The daily notes that the issue of the abolition of the court will be discussed by the Kosovo parliament at the first session this year, in the following days.
- The Kosovo initiative was not welcomed in the West. Kosovo found itself under pressure, the strongest one during its 10 years of independence - according to the daily, mentioning that five leading countries stepped forward with the joint statement, threatening that they will stop their partnership with Kosovo in the case of Court abolition.
"Kommersant" expects that sharp reaction from the West can be understood.
- The first victim of the liquidation of the court will be the process of normalizing the relations between Belgrade and Pristina because sentencing the members of the KLA for war crimes in Serbia is viewed as a compensation for its constructive approach to reconciliation with Kosovo - the newspaper writes.
The daily adds that the Kosovo authorities refuse to fulfill the other two obligations - the demarcation of the border with Montenegro and the establishment of the Community of Serb Municipalities, although both the EU and the United States have warned that without that there will be no liberalization of the visa regime with Kosovo.

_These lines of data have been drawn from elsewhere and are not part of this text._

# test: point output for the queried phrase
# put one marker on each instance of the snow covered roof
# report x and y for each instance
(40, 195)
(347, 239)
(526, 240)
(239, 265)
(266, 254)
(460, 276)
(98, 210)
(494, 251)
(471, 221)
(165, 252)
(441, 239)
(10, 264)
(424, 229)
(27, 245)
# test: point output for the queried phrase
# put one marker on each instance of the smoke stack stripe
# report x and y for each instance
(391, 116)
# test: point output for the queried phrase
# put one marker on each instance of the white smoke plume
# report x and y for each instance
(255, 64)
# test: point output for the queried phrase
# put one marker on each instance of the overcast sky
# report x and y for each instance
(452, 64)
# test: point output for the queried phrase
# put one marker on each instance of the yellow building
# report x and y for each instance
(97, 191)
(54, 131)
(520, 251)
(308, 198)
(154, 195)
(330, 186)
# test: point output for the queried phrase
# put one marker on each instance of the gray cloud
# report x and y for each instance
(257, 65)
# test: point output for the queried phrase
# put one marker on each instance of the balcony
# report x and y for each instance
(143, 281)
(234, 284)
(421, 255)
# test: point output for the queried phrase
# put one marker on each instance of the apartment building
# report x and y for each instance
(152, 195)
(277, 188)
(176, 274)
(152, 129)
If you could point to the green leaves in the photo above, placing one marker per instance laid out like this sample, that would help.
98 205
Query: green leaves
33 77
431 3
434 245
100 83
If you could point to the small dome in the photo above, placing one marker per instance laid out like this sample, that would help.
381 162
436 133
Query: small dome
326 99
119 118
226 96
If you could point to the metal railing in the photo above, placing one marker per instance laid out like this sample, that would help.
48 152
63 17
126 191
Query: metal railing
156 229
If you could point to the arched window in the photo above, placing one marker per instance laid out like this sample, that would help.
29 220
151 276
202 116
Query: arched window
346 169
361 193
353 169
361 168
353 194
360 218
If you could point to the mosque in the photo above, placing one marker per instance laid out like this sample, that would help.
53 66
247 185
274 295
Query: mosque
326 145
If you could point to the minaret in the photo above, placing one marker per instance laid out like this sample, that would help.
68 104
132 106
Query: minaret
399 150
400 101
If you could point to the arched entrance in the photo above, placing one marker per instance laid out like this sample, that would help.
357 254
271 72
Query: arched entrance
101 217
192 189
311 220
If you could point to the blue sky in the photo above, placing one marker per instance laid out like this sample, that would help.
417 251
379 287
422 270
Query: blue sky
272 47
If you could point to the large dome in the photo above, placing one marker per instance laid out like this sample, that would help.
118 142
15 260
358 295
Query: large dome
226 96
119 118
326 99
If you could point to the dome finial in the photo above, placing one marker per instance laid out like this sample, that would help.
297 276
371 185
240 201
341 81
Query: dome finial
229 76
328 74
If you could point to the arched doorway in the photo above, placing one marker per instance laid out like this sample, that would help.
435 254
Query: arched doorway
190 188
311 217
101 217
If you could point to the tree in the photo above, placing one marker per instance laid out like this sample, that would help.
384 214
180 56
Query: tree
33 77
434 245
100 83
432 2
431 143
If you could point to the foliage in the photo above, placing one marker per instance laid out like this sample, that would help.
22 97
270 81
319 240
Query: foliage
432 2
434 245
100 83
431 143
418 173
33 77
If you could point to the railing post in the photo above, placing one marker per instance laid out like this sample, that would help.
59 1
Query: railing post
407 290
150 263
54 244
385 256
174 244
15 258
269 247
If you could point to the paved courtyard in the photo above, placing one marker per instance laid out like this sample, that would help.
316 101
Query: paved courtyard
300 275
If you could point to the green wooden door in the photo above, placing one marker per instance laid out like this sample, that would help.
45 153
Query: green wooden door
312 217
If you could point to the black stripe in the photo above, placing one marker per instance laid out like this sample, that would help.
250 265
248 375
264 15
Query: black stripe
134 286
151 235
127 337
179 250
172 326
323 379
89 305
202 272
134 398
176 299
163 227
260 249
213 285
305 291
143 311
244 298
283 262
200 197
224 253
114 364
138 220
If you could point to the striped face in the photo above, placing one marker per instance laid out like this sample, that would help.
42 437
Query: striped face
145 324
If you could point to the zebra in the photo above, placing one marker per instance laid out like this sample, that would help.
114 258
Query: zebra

- This time, an even clearer signal was sent to Kosovo leaders. It was announced earlier this week that the US did not give visa to the Kosovo Prime Minister who was due to visit Iowa on January 11 and, and to attend the National Prayer Breakfast with President Donald Trump in early February.
Kommersant added that the signals from the West did not remain unnoticed in Kosovo because "petition was signed" with the request not to abolish the Special Court, and to ratify the border agreement with Montenegro.
- It will become clear in the coming days whether Kosovo leaders understand this demand, as well as signals from the West - Kommersant concludes.